I’m in the midst of rewrites. I received a revision letter from my editor the other day and have been wading through his comments, trying to bring fresh thinking to a novel that I finished six months ago, the last book in a series that I was glad to finish.
Don’t get me wrong; I like the series very much, and I think that the three books taken together represent my best work to date. But this trilogy followed a five book series set in the same world, and I. Am. Ready. To. Move. On.
And in fact I have moved on. I’ve completed the first book in a new project that I love. My mind is there, in that new world. My head is filled with the stories of a whole new cast of characters. Wrenching myself out of that world and back into this one is no small feat.
I find myself wishing that just this once my editor had said in his revision letter, “David, this is perfect. Don’t change a word.”
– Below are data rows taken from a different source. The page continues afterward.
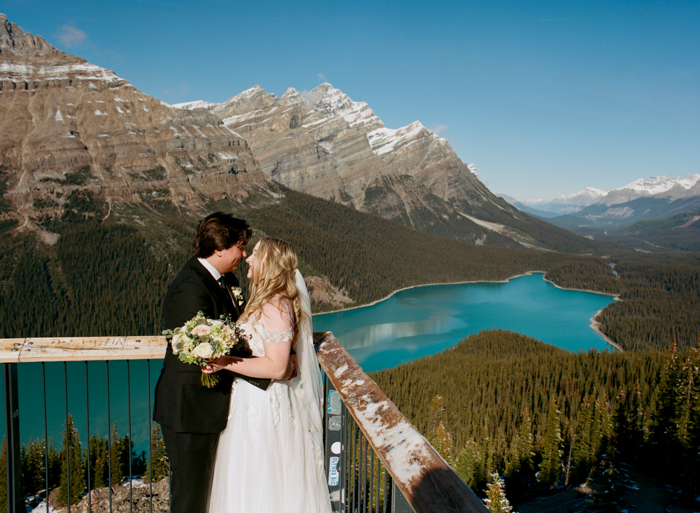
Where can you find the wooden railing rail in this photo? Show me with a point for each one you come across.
(62, 349)
(425, 479)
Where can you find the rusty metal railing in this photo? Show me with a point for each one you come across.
(376, 461)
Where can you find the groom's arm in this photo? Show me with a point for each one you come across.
(183, 303)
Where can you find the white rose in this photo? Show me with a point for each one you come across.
(204, 351)
(177, 343)
(201, 330)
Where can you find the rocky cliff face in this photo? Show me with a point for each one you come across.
(66, 124)
(325, 144)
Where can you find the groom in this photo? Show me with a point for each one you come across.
(191, 415)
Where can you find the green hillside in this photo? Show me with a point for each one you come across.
(544, 417)
(111, 266)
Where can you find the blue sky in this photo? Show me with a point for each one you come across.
(544, 97)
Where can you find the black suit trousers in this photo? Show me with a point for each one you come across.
(191, 456)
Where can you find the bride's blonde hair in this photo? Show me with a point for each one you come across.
(273, 277)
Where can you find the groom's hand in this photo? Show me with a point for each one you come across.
(292, 367)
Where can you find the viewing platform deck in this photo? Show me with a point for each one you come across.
(375, 458)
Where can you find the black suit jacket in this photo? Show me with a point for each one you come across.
(182, 403)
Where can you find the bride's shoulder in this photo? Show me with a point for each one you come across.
(277, 315)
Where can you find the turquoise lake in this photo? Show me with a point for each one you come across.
(411, 324)
(426, 320)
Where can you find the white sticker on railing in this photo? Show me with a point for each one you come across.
(334, 403)
(333, 474)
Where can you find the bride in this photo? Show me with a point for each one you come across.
(270, 456)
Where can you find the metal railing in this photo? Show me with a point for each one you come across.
(376, 461)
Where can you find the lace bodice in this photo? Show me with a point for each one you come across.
(256, 335)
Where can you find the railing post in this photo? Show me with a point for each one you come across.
(336, 466)
(15, 504)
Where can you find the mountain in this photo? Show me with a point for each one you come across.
(642, 200)
(562, 205)
(524, 208)
(66, 124)
(72, 131)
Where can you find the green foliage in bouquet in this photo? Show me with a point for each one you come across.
(202, 339)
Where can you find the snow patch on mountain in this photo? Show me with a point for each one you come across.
(197, 104)
(84, 71)
(660, 184)
(385, 140)
(330, 100)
Okay, I’m back now. For a while there I was laughing too hard to type….
I’ve described the revision process in a more methodical way elsewhere and I won’t bother going over it again here. But I will say that, for me, it may be the most emotionally draining part of writing a novel and preparing it for publication. I don’t mean this as a complaint. Truly I don’t. But going through my own 140,000 word manuscript reading comment after comment about all the things I did wrong isn’t easy.
This manuscript is actually pretty clean; few problems over all. Still, there must be 300 comments in there, ranging from subtle changes in wording, to corrections of silly mistakes, to more substantial comments relating to character and plotting. And though I love my editor, and though I’ve been through this many times before and have developed a fairly thick skin, I have to admit that some of my editor’s remarks raise my hackles.